Derrida and Deconstruction
A philosophical or critical method which asserts that meanings, metaphysical constructs, and hierarchical oppositions (as between key terms in a philosophical or literary work) are always rendered unstable by their dependence on ultimately arbitrary signifiers
According to A Glossary of Literary Terms by M. H. Abrams,
Deconstruction, as applied in the criticism of literature, designates a theory and practice of reading that questions and claims to “subvert” or “undermine” the assumption that the system of language is based on grounds that are adequate to establish the boundaries, the coherence or unity, and the determinate meanings of a literary text. Typically, a deconstructive reading sets out to show that conflicting forces within the text itself serve to dissipate the seeming definiteness of its structure and meanings into an indefinite array of incompatible and undecidable possibilities.
Video 1:
In this video, the speaker is talking about Derrida and Deconstruction and why deconstruction is difficult to define. Derrida himself refuses to define Deconstruction because we are habituated to a clear and direct definition of anything, in other words, the human mind wants to define everything they come in connect with, and our mind process everything in order to understand that thing. Whereas Derrida Claims that it is not really possible to define everything nor Deconstruction.
video 2:
In this video, Heidegger's influence on Derrida is discussed. Heideggar wanted to dismantle the entire tradition of Western philosophy by pursuing the question of beings of being. Derrida himself in the famous "Letter to a Japanese Friend" (1983) pointed out that the term was a product of his wish, “to translate and adapt to my own ends the Heideggerian word Destruktion or Abbau.
Video 3:
In this video several points are discussed, the idea that connecting the world with its meaning is not natural or the sign with it signified is conventional and thus a social construct. The meaning of the word, as structuralists, argues that it is arbitrary. It exists in relation to other words.
Video 4:
In this video, the speaker is discussing how getting at the center of the word or trying to find Meaning is impossible because one word leads us to another word rather than toward the meaning.
Video 5:
This video is about Structure, Sign, and Play. Derrida throughout his carrier has many times criticized Claude Levi-Strauss. Apart from that, it is also discussed that Derrida there was no structure and he believed that there was no center.
Video 6:
This video is about Yale School of Deconstruction. Paul de Man, J. Hillis Miller, Harold Bloom, and Geoffrey Hartman are know as 'Hermeneutic Mafias' of Yale University who propagated thoughts of Derrida worldwide. They questioned aesthetic, formalistic, historical, and sociological approaches to literature.

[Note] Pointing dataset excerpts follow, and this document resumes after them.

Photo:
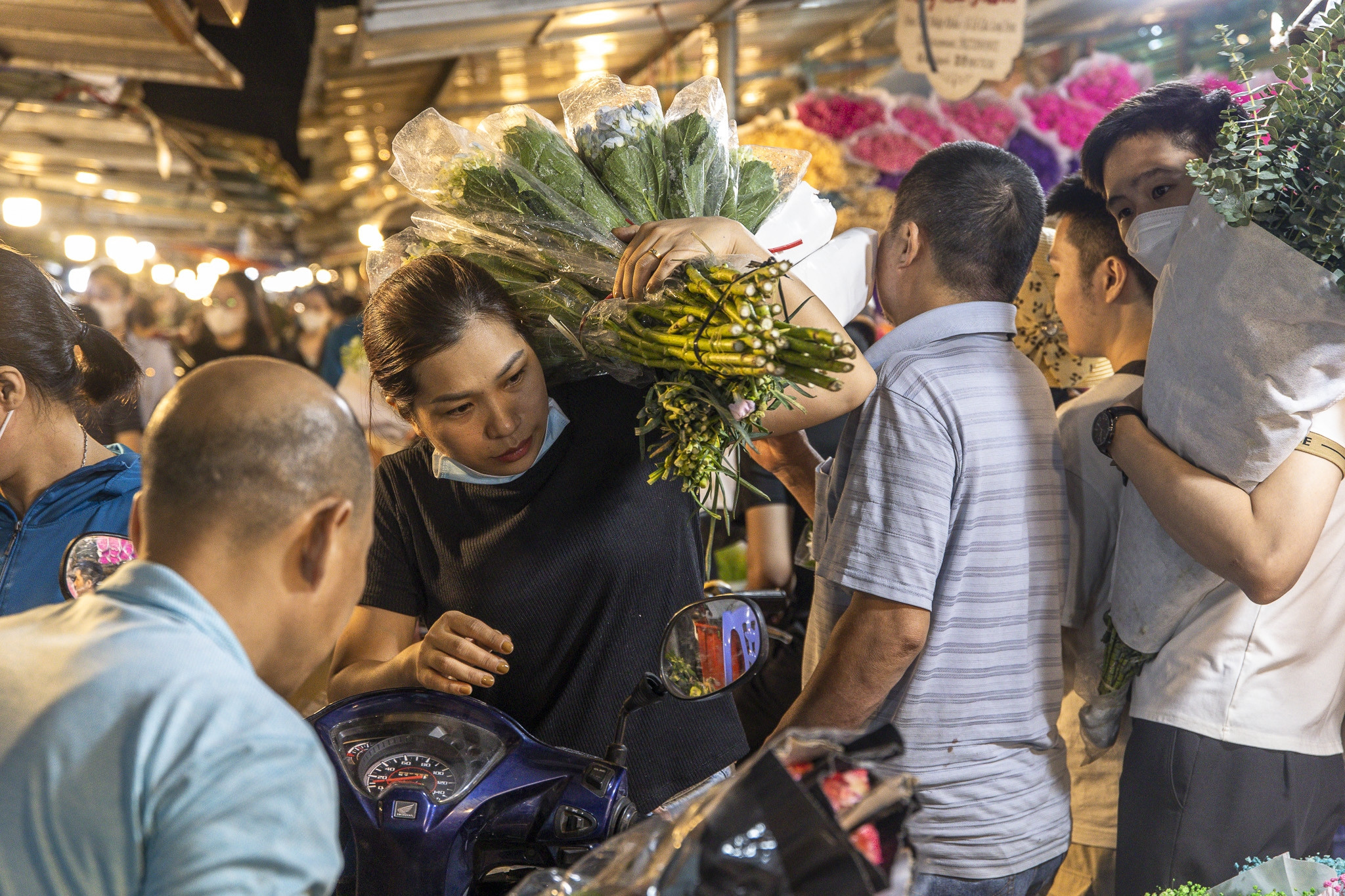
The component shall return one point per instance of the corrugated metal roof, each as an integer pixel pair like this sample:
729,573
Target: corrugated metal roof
144,39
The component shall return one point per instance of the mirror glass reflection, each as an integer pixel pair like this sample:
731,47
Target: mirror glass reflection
711,645
92,558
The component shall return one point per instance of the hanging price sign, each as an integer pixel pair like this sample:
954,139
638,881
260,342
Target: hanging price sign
959,43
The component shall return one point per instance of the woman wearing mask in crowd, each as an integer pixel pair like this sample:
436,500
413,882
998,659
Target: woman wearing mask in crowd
236,322
527,511
314,320
55,481
133,322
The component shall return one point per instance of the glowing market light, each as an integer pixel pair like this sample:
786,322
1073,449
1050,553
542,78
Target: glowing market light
22,211
81,247
372,236
129,264
121,247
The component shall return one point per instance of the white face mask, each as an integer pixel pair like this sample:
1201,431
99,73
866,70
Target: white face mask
1152,236
225,322
313,319
114,314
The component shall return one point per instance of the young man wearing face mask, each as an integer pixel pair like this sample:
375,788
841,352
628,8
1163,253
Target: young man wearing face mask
304,345
1105,300
1237,740
121,313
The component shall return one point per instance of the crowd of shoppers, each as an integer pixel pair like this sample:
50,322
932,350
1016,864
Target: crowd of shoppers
963,535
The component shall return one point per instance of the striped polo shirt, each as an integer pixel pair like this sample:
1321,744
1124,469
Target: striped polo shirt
947,494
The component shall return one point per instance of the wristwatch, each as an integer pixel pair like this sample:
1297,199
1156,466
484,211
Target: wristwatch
1105,426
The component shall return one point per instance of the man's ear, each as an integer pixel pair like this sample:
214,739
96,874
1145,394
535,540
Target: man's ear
1111,277
319,539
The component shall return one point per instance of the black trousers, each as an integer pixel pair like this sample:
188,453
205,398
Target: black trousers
1192,807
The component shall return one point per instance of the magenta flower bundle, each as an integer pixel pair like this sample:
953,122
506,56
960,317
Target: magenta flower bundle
986,120
1105,86
923,124
1070,120
838,114
888,148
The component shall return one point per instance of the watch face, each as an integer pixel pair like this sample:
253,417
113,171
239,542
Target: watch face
1103,425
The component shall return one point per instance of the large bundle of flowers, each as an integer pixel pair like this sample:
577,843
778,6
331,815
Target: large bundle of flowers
536,210
827,171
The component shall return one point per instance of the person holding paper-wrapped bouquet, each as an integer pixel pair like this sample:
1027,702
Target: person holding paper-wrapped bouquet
1237,740
522,528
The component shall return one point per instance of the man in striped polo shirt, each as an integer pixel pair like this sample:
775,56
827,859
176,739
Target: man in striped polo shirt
942,536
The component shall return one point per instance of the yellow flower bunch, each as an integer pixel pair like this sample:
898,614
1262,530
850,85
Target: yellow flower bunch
829,169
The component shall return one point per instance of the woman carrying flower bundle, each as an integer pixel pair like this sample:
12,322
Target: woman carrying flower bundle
529,512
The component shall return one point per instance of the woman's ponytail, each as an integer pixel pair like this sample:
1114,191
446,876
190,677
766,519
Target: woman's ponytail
108,370
41,333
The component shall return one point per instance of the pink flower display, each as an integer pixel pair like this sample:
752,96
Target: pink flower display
1105,86
888,150
837,114
1069,119
992,123
923,124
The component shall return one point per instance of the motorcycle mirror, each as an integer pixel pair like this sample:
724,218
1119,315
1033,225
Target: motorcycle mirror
92,558
712,647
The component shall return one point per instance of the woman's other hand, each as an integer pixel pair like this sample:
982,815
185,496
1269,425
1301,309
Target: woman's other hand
460,652
655,250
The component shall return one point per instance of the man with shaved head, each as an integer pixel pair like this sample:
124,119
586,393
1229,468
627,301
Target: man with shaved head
146,746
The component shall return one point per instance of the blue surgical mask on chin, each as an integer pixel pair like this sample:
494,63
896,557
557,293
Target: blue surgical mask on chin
447,468
1152,237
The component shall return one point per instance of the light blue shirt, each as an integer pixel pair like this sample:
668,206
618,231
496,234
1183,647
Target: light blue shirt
447,468
142,754
947,494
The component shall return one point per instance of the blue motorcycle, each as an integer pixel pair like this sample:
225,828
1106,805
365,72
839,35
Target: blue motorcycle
444,794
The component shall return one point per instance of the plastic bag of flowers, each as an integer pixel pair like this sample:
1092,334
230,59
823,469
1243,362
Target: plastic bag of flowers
838,114
1248,320
536,144
1105,79
888,147
1053,112
811,815
767,178
985,114
618,131
695,147
447,168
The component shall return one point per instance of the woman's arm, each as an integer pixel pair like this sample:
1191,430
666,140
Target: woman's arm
655,250
378,649
1259,542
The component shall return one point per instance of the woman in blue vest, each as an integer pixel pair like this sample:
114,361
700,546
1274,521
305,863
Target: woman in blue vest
55,482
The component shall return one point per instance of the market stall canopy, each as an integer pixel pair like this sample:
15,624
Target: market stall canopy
109,164
143,39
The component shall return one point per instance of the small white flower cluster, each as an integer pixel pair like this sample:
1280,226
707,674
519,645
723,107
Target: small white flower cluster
613,127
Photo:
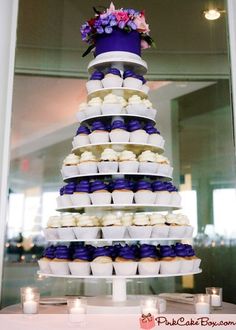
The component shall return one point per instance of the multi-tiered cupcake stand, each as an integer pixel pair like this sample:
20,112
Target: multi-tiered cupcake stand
121,61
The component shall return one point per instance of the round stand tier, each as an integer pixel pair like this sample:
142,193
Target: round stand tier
118,175
122,91
116,59
135,147
108,118
115,207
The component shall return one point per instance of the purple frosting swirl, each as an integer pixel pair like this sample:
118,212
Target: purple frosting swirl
134,125
82,186
118,124
114,71
97,75
98,126
83,130
98,185
62,252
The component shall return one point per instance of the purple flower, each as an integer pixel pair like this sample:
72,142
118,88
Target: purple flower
108,29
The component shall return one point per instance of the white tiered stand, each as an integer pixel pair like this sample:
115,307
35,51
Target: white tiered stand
119,302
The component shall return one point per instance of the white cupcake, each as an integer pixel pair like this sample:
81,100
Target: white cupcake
111,105
69,167
108,161
147,162
88,163
93,107
128,162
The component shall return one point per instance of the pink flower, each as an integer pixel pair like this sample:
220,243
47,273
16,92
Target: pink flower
142,26
144,44
121,16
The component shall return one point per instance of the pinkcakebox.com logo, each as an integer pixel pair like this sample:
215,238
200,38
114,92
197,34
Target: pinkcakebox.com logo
149,322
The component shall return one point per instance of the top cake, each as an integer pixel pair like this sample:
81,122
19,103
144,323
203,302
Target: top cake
123,30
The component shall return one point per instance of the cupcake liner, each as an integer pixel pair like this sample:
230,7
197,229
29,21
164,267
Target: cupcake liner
108,167
80,198
80,268
139,231
133,83
139,136
66,233
87,167
144,197
119,135
163,198
101,198
101,269
186,266
148,268
113,232
59,267
44,266
110,82
147,167
99,137
177,231
125,268
111,108
93,85
160,231
122,197
170,267
87,232
128,166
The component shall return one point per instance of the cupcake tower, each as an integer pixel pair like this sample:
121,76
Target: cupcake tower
116,165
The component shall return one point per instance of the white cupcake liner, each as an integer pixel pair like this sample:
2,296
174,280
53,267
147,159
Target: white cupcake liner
66,233
87,232
140,231
99,137
139,136
187,266
163,198
145,197
161,231
108,167
111,108
80,140
128,166
149,267
110,82
170,267
44,266
177,231
112,232
50,233
125,268
122,197
80,198
147,167
119,135
101,269
133,83
155,139
71,170
80,268
87,167
100,198
93,85
59,267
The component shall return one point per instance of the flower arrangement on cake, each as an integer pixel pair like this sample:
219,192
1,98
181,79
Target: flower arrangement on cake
114,29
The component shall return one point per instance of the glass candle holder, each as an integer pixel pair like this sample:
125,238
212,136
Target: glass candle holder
149,305
216,297
30,302
202,303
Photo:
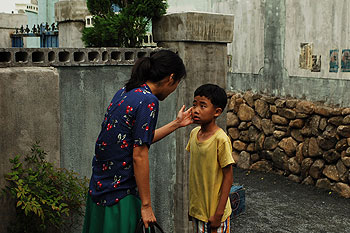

This video is a lecture on Derrida and Deconstruction. Professor Paul Fry explores two central Derridian works: "Structure, Sign, and Play in the Discourse of Human Sciences" and "Différance."
In this video Center and structure is also discussed. Besides that, he explains that language is the new god or new man because we cannot live without language. Because just like the structure everything has a center. There are many things that support this argument for example as means of communication language gives us consciousness, we cannot communicate with only thought or subconscious mind.